In other situations, BIA appears to be the simplest most reproducible and less expensive method, while DEXA, if feasible, remains the reference method for clinical practice. By allowing earlier management of undernutrition, body composition evaluation can contribute to reducing malnutrition-induced morbidity and mortality, improving the quality of life and, as a consequence, increasing the medico-economic benefits (fig. 1). The latter needs to be demonstrated. Moreover, based on a more scientific approach, i.e. allowing for printing reports, objective initial assessment and follow-up of nutritional status, and the adjustment of drug doses, body composition evaluation would contribute to a better recognition of the activities related to nutritional evaluation and care by the medical community, health care facilities, and health authorities (fig. 2).

Conclusion

woman buying fresh organic vegetables

Screening of undernutrition is insufficient to allow for optimal nutrition care.
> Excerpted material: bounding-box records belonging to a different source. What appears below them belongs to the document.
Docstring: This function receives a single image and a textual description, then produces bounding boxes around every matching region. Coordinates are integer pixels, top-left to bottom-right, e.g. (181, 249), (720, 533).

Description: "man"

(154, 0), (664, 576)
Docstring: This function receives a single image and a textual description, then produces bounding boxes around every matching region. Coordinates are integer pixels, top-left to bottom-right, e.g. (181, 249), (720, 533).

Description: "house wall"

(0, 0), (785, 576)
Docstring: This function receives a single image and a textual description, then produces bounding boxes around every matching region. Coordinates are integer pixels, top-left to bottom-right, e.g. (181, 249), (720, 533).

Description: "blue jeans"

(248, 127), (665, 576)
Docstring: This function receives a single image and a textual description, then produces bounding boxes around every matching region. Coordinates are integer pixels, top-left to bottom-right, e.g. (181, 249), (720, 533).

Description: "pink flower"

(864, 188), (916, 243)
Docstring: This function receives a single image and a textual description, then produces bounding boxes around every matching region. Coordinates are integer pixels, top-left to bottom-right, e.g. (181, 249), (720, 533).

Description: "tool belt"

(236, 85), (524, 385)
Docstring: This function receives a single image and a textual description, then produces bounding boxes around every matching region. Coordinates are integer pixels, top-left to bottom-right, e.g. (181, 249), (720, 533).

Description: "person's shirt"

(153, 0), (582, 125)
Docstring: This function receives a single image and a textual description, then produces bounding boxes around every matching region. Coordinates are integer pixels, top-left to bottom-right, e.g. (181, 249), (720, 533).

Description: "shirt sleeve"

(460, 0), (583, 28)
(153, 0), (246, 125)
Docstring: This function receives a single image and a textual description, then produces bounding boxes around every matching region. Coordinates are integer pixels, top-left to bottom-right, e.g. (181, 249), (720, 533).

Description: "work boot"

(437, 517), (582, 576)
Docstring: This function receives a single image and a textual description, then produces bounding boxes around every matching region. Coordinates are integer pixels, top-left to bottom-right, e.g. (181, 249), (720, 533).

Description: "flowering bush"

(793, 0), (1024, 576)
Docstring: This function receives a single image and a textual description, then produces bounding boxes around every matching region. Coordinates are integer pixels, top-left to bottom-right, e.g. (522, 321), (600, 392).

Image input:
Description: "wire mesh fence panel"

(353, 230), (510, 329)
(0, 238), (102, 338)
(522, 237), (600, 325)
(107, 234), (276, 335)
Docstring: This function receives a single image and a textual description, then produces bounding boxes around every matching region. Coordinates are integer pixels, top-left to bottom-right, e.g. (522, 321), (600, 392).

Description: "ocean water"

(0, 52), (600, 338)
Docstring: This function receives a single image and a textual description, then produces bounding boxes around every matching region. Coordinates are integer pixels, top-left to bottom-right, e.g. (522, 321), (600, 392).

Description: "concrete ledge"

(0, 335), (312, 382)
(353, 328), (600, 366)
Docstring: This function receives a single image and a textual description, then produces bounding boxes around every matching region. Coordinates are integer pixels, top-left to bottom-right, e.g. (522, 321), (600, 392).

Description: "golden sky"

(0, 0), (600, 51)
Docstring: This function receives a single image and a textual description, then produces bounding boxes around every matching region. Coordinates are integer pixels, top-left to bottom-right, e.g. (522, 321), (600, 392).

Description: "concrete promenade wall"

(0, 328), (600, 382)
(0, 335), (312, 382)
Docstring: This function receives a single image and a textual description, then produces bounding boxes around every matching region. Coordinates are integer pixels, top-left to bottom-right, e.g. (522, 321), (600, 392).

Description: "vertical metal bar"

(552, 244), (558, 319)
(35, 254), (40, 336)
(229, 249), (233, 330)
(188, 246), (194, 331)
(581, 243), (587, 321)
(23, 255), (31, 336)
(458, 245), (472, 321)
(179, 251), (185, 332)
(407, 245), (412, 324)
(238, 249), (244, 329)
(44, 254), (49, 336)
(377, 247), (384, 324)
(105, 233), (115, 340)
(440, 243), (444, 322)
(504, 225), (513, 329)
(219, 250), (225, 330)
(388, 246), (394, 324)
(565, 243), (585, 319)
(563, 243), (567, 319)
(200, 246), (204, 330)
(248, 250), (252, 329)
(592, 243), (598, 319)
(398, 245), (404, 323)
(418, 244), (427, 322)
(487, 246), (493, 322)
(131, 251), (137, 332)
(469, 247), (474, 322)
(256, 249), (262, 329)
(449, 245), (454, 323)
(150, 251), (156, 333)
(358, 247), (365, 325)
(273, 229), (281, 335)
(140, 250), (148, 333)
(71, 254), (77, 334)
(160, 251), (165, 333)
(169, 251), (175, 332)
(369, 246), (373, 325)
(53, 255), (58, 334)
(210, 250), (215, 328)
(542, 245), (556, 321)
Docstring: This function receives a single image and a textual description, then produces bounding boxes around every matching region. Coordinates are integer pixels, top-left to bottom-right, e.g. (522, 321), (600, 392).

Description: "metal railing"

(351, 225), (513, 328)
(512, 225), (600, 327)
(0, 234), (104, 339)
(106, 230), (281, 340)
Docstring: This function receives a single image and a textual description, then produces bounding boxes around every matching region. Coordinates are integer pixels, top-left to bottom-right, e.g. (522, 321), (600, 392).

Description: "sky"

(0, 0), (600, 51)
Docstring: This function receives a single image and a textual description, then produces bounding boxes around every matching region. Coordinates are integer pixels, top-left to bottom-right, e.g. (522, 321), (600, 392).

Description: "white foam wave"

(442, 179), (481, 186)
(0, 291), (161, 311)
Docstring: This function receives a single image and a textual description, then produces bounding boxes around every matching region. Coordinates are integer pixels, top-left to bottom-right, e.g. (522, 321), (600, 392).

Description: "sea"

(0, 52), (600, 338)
This is in part due to the lack of sensitivity of BMI and weight loss for detecting FFM loss in patients with chronic diseases. Methods of body com- position evaluation allow a quantitative measurement of FFM changes during the course of disease and could be used to detect FFM loss in the setting of an objective, systematic, and early undernutrition screening. FFM loss is closely related to impaired clinical outcomes, survival, and quality of life, as well as increased therapy toxicity in cancer patients. Thus, body composition evaluation should be integrated into clinical practice for the initial assessment, sequential follow-up of nutritional status, and the tailoring of nutritional and disease-specific therapies. Body composition evaluation could contribute to strengthening the role and credibility of nutrition in the global medical management, reducing the negative impact of malnutrition on the clinical outcome and quality of life, thereby increasing the overall medico-economic benefits.

Acknowledgements

R. Thibault and C. Pichard are supported by research grants from the public foundation Nutrition 2000 Plus.

Disclosure Statement

Ronan Thibault and Claude Pichard declare no conflict of interest.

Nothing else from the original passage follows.